Screenshots can prove to be really useful when you need to show something about what’s going on with your smartphone or tablet, or you just want to flaunt your setup at online portals like XDA-Developers or MyColorScreen. In their early days, Android devices required third-party tools for grabbing screenshots but since ICS, you can do it with a quick button combination, for instance Power + Volume Down on Nexus devices (Samsung’s Galaxy devices have been using Power + Home for the function since pre-ICS times). But what good are screenshots when you can’t instantly upload them online to share with others? That’s where ShotDrop comes in. The app uses the power of Dropbox to automatically upload screenshots to the cloud the moment they are captured, and also copies their link to your clipboard for easy sharing.
Disclaimer: In the spirit of full disclosure, we’d like to mention here that this app has been developed by Muhammad Humayoun along with a member of our team, Awais Imran.
While the official Dropbox app itself has built-in capability of uploading all your captured pictures and screenshots to its cloud storage automatically, it doesn’t copy the link of a screenshot to your clipboard after it has been uploaded to the cloud, which means you’ll still need to manually retrieve its Dropbox link if you want to share it. ShotDrop takes care of that, and works independent of the official Dropbox app. So, if you have decided to disable automatic photo uploading in the Dropbox app but still want it to be enabled just for your screenshots, or don’t want to install the Dropbox app on your phone in the first place but want this functionality, ShotDrop can prove to be quite useful.
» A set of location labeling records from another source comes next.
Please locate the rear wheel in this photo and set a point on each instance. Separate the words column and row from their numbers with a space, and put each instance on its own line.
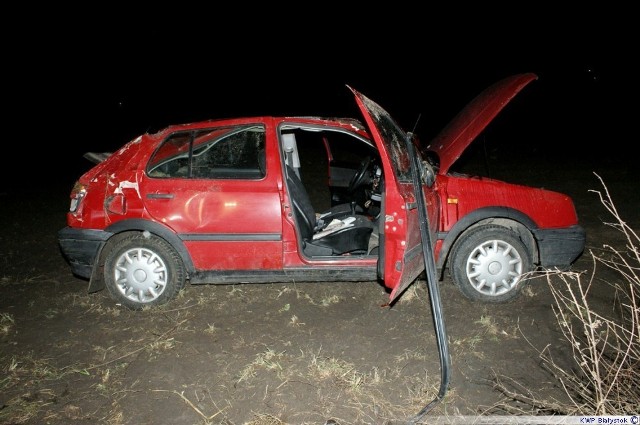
column 487, row 263
column 142, row 269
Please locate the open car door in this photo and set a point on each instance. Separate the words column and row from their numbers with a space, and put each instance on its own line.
column 407, row 240
column 401, row 260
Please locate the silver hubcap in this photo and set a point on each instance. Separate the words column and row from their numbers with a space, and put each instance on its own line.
column 494, row 268
column 141, row 275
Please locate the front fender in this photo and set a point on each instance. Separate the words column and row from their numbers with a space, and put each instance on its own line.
column 448, row 238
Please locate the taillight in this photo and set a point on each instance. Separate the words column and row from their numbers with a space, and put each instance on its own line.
column 77, row 195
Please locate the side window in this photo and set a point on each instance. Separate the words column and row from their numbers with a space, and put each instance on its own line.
column 218, row 153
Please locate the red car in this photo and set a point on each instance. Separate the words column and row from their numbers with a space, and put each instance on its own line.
column 279, row 199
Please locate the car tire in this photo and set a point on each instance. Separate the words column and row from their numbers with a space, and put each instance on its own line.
column 488, row 263
column 142, row 269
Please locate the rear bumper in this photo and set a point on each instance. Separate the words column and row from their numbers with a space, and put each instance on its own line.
column 560, row 247
column 80, row 248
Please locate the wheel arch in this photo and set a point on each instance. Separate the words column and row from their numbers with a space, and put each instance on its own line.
column 510, row 218
column 96, row 282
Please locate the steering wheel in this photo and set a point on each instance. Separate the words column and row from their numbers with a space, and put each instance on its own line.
column 359, row 177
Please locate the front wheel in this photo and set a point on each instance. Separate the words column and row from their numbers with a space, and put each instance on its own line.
column 487, row 263
column 142, row 269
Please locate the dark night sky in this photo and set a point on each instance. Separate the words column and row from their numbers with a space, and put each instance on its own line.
column 94, row 86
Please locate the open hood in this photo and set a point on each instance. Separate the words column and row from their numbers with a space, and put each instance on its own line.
column 465, row 127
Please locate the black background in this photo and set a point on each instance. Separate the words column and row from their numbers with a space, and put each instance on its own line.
column 94, row 80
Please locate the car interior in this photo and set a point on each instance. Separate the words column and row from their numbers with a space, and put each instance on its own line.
column 345, row 228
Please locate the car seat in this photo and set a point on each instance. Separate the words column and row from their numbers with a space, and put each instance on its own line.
column 332, row 234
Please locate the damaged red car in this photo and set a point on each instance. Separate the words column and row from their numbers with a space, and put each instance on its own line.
column 283, row 199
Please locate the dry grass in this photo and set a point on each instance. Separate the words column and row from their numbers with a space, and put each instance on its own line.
column 605, row 345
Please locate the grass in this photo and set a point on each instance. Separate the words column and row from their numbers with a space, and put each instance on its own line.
column 260, row 353
column 604, row 378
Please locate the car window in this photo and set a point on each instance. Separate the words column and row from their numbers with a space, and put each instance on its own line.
column 213, row 153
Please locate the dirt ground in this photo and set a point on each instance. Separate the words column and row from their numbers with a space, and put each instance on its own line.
column 274, row 353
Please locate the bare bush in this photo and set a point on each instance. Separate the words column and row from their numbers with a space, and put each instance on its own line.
column 605, row 345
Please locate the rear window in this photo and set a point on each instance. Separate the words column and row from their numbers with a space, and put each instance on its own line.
column 213, row 153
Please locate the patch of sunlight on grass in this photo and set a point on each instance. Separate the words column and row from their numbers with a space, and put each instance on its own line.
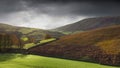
column 29, row 45
column 24, row 39
column 33, row 61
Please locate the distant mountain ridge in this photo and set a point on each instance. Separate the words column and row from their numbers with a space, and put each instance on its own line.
column 29, row 32
column 101, row 45
column 90, row 23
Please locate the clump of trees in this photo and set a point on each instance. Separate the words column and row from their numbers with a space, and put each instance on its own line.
column 8, row 41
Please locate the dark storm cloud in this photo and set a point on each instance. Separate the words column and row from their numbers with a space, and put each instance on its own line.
column 76, row 7
column 41, row 13
column 62, row 7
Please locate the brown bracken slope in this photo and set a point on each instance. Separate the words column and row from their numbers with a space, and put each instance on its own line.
column 100, row 45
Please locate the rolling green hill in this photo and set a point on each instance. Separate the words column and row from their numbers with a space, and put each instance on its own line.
column 100, row 45
column 33, row 61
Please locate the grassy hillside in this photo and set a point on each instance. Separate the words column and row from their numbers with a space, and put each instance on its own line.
column 33, row 61
column 89, row 24
column 99, row 45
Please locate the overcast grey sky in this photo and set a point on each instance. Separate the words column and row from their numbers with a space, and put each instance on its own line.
column 48, row 14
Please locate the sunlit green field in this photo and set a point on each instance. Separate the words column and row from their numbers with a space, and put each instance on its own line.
column 33, row 61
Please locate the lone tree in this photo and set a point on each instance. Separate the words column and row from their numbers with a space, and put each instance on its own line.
column 47, row 36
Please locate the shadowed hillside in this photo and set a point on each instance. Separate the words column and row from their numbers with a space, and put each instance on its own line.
column 89, row 24
column 100, row 45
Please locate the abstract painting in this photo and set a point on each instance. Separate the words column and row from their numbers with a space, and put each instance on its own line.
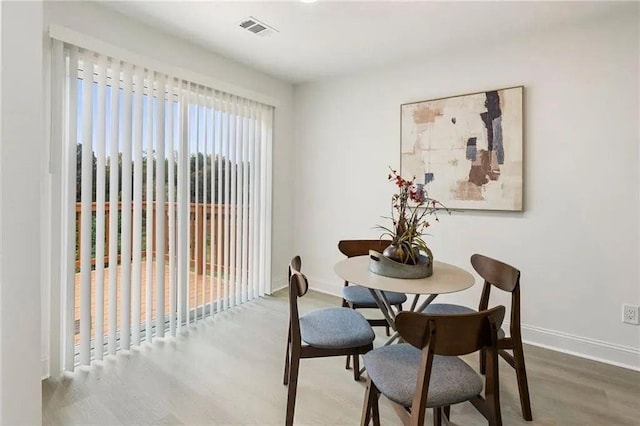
column 467, row 150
When launched for the first time, ShotDrop requires you to link your Dropbox account with it, so simply tap ‘Link with Dropbox’ followed by providing your email and password credentials and granting the appropriate permission. Once linked, the rest is done by ShotDrop itself, and you just have to sit back and capture screenshots. There are a few options that you can configure in the app’s Settings, and also easily unlink it from your Dropbox account in case you want to switch to another Dropbox account.
You can also temporary disable the service by using ‘Enable Dropbox’ toggle. The app also gives you an option to upload screenshots over Wi-Fi only, saving any additional mobile data cost. Furthermore, you can toggle the ‘Start on Boot up’, an option pretty much self-explanatory.
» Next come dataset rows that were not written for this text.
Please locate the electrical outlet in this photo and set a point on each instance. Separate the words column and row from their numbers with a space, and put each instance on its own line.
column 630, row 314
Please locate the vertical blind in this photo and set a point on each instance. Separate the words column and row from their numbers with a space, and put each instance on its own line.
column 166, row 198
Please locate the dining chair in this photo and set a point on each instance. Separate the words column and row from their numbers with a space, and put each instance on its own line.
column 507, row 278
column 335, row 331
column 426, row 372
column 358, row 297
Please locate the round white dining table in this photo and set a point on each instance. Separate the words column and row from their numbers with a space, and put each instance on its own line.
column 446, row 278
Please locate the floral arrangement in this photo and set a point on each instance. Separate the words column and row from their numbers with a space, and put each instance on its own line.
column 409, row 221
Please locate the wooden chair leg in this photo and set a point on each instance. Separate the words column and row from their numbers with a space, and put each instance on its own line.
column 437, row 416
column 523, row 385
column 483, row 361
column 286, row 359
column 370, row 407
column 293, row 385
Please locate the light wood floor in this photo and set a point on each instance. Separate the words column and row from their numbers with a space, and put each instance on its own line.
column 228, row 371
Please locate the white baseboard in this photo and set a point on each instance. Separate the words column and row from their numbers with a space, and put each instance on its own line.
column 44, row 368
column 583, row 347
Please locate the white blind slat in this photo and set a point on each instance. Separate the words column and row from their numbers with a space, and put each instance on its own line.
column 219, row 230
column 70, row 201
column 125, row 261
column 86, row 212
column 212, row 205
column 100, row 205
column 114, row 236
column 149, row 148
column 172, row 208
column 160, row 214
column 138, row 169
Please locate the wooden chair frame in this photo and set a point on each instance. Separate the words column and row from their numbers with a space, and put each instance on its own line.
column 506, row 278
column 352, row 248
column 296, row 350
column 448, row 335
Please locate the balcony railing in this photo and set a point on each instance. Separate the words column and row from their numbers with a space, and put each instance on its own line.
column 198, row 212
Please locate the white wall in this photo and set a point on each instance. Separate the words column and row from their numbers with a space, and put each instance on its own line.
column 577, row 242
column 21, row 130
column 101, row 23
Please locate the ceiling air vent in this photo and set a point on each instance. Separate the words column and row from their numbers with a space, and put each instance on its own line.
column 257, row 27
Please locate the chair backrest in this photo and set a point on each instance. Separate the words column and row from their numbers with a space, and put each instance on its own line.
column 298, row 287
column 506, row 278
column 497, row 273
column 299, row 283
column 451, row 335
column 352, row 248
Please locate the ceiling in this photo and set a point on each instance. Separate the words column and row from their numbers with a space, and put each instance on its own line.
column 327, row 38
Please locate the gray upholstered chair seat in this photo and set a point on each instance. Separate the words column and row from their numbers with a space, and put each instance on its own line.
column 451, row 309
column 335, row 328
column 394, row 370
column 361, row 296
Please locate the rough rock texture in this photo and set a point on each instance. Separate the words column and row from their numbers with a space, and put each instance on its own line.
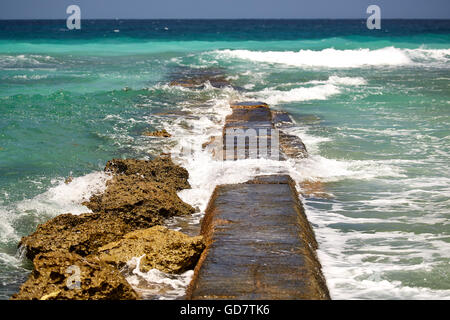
column 161, row 169
column 292, row 146
column 138, row 200
column 141, row 190
column 82, row 234
column 54, row 273
column 161, row 133
column 163, row 249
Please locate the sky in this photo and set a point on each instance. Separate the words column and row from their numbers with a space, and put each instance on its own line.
column 224, row 9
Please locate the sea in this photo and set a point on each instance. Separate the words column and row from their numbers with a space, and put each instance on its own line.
column 371, row 106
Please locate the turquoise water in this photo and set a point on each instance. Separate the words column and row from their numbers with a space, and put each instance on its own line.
column 373, row 108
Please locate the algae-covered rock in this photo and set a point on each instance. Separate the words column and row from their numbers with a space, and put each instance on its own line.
column 161, row 133
column 81, row 234
column 137, row 199
column 163, row 249
column 68, row 276
column 141, row 190
column 161, row 169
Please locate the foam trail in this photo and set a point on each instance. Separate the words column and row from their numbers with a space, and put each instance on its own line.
column 333, row 58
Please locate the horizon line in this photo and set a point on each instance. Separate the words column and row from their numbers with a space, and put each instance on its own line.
column 363, row 18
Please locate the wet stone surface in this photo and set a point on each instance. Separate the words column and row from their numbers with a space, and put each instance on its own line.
column 259, row 245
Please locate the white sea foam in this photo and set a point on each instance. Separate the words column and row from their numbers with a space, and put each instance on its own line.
column 155, row 283
column 63, row 198
column 321, row 91
column 333, row 58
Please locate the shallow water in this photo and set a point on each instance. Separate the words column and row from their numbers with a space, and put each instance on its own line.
column 371, row 106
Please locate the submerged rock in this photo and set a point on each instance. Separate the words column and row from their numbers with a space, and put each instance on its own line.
column 81, row 234
column 161, row 169
column 138, row 200
column 163, row 249
column 161, row 133
column 55, row 276
column 141, row 190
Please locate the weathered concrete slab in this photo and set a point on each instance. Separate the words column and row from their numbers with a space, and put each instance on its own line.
column 254, row 128
column 259, row 245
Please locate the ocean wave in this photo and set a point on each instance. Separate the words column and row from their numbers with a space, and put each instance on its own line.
column 64, row 198
column 322, row 91
column 333, row 58
column 26, row 61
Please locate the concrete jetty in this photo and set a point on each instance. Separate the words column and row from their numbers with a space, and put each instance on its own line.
column 260, row 244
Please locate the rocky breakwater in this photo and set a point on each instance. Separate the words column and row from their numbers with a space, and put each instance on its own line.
column 79, row 256
column 260, row 244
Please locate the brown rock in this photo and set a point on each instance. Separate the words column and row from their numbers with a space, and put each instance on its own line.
column 54, row 277
column 163, row 249
column 161, row 133
column 138, row 200
column 161, row 169
column 82, row 234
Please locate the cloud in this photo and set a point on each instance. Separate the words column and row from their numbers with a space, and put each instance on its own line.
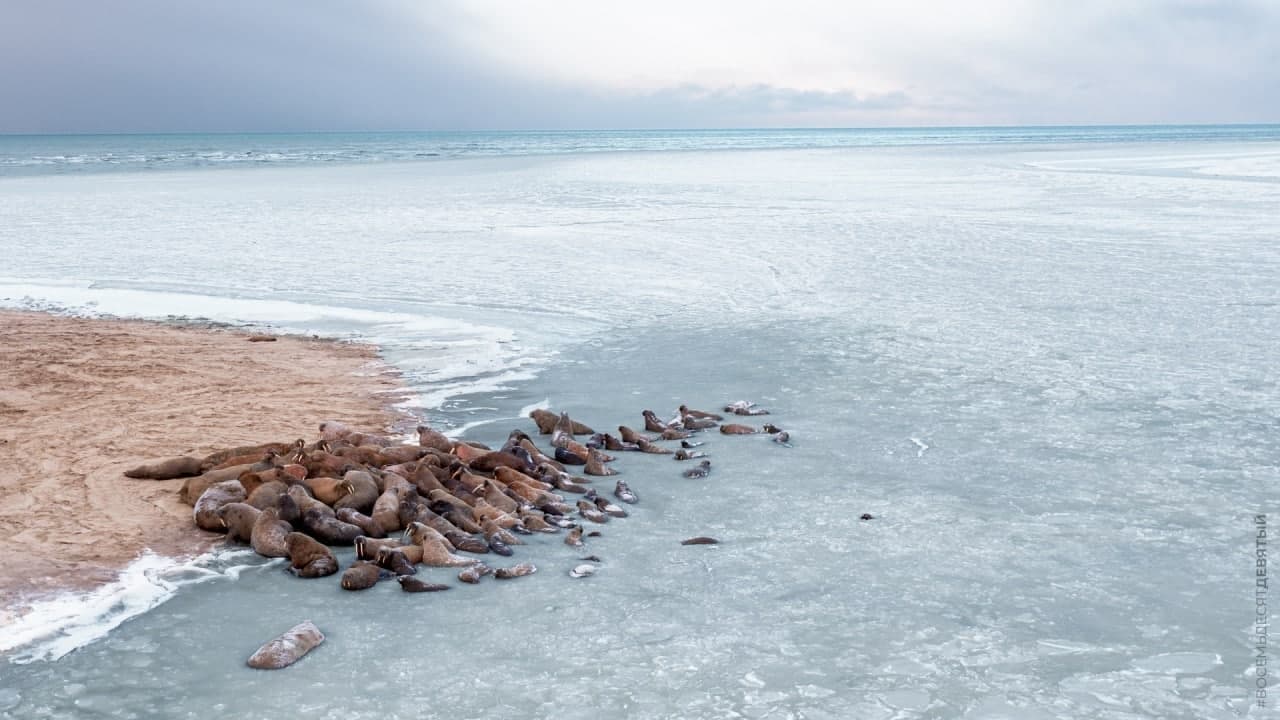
column 145, row 65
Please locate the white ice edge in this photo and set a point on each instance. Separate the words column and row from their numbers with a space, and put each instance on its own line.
column 449, row 356
column 51, row 628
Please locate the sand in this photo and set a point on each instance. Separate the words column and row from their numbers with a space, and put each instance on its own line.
column 83, row 400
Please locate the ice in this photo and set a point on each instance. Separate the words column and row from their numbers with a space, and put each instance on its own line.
column 1047, row 372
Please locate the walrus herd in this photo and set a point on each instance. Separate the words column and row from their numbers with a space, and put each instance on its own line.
column 440, row 502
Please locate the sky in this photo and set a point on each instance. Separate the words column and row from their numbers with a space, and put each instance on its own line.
column 238, row 65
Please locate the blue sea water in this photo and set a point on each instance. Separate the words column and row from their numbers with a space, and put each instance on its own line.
column 114, row 153
column 1042, row 358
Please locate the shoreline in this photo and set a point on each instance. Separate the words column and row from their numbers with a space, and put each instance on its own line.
column 83, row 399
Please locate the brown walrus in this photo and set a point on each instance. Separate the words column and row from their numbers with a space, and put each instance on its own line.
column 167, row 469
column 327, row 490
column 213, row 500
column 700, row 414
column 365, row 523
column 254, row 451
column 515, row 572
column 629, row 434
column 474, row 573
column 196, row 487
column 545, row 422
column 435, row 548
column 652, row 423
column 238, row 518
column 329, row 529
column 361, row 491
column 368, row 548
column 489, row 461
column 416, row 584
column 266, row 495
column 653, row 449
column 595, row 464
column 387, row 510
column 307, row 557
column 426, row 437
column 268, row 534
column 287, row 648
column 396, row 561
column 361, row 575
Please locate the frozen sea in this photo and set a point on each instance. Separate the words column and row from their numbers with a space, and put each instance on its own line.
column 1045, row 360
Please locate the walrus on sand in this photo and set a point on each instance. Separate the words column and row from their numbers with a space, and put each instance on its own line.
column 268, row 537
column 213, row 500
column 167, row 469
column 545, row 422
column 287, row 648
column 307, row 557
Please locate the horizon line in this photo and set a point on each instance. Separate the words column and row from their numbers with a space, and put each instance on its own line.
column 566, row 131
The usage of the app is dead simple; you just need to leave it running in the background, and it’ll do its job – no need to tinker with any controls or settings. When you capture the screen, ShotDrop begins uploading it to your Dropbox account. It also displays a notification when the screenshot has been successfully uploaded to the cloud. All the uploaded screenshots are saved under the ‘Screeshots (ShotDrop)’ folder in your Dropbox.
The free version displays in-app advertisements and is limited to 5 screenshots per day after you have taken your first 100 screenshots. The (currently $0.99) Pro variant is free of all these limitations.